Superalloys and How PECM Can Machine Them
Aerospace engineers are under increasing pressure to improve system efficiency, reduce cost, and decrease emissions. Necessary materials require constant improvement, such as resistance to thousand-degree temperatures while maintaining structural integrity, minimizing weight, and optimized manufacturing.
Engineers continue to innovate, developing new material alloys, however the primary challenge is to integrate these advanced ideas into manufacturing processes. Superalloy manufacturing is at the forefront of these issues.
What are superalloys? Superalloys were manufactured to combat the aforementioned engineering issues—they are the perfect materials for use in high-stress, high-temperature places where even the smallest structural changes from creep are not tolerated. However, other issues arose regardless. These alloys have very challenging mechanical properties which create obstacles for conventional machining. The very properties that provide the desirable high-temperature properties, can limit the ability to form a chip in a milling or turning operation. This is due in part to mechanical and structural abnormalities—these alloys can appear brittle or soft at times, posing various machining problems.
A viable, but often overlooked, solution is utilizing electrochemical machining (ECM) to machine parts from Superalloys. ECM is a no-stress, no-contact method which can easily machine iron, nickel, or cobalt based materials. This process also creates low roughness surfaces without recast layer or heat affected zones – critical to fatigue and corrosion performance at high temperatures.
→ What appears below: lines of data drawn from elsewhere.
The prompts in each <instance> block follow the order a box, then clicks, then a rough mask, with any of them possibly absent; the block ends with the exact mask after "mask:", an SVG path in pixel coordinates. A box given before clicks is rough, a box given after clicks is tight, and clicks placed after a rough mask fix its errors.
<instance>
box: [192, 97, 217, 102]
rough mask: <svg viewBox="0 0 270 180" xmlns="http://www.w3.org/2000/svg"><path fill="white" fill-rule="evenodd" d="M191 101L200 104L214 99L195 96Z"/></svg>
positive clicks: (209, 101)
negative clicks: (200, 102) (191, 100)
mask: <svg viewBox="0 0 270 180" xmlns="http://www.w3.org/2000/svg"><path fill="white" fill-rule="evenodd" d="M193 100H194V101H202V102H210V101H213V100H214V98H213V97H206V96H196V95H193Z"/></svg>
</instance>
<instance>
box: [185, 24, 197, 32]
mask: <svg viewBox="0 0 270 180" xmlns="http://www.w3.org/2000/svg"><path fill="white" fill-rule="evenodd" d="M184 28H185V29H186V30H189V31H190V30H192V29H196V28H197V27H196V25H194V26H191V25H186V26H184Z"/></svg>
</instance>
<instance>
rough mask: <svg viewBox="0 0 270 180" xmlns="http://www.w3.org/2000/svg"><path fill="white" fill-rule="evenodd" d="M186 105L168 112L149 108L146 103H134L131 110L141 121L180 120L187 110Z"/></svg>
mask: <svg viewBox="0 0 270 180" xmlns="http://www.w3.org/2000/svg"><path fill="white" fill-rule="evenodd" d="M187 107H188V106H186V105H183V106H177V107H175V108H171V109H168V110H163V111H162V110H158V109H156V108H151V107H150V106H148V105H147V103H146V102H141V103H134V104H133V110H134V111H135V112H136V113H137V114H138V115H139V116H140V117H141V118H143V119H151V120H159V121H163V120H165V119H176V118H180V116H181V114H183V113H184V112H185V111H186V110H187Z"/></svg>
Superalloys are also known to wear down CNC machining tooling at a faster rate than most other alloys, but ECM eliminates this issue by simply never coming into direct contact with the workpiece. The ECM tool, a cathode, does not experience any wear, improving the repeatability of the process, and saves the manufacturer money on recurring tooling costs.
The name “Superalloy” began to be used around the 1920s, as Nickel, Titanium, and Aluminum were combined for the interior parts of early gas turbines. Most Superalloys today are nickel-based, although Copper and Cobalt-based Superalloys are occasionally used. Many Superalloys contain other metals such as Chromium, Titanium, Tungsten, Niobium, and Aluminum.
Superalloys perform best in extreme high-temperature environments. The largest market is commercial jet engines, but other similar usages are in solar thermal power plants, heavy-duty heat exchangers, corrosive industrial environments, and rocket engines. Many design engineers seek to eliminate the use of Superalloys due to their costs – especially the manufacturing and supply costs. However, utilizing techniques such as ECM can drive down costs, enabling the use of Superalloys in applications which were previously cost prohibitive with conventional machining methods.
Researchers are constantly seeking to develop new alloys with an even higher resistance temperature, as industrial needs for gas turbines and heat exchangers increases. Better processing techniques are yielding purer alloys, and researchers are increasingly introducing refractory elements like Tungsten and Molybdenum. Engineers currently estimate the average aircraft engine's weight is 40-50% composed of Superalloys.
As the capabilities and applications of these unique alloys are developed, most conventional machining methods will be unable to adequately match the increased expectations of machining Superalloys. Voxel Innovations offers ECM solutions and seeks to educate various industry leaders across aerospace, medical device manufacturing, and more about Electrochemical Machining and its unique applicability to machining precise parts out of Superalloys.
Voxel has assisted a wide array of organizations and is a specialized contract manufacturer with ECM technology.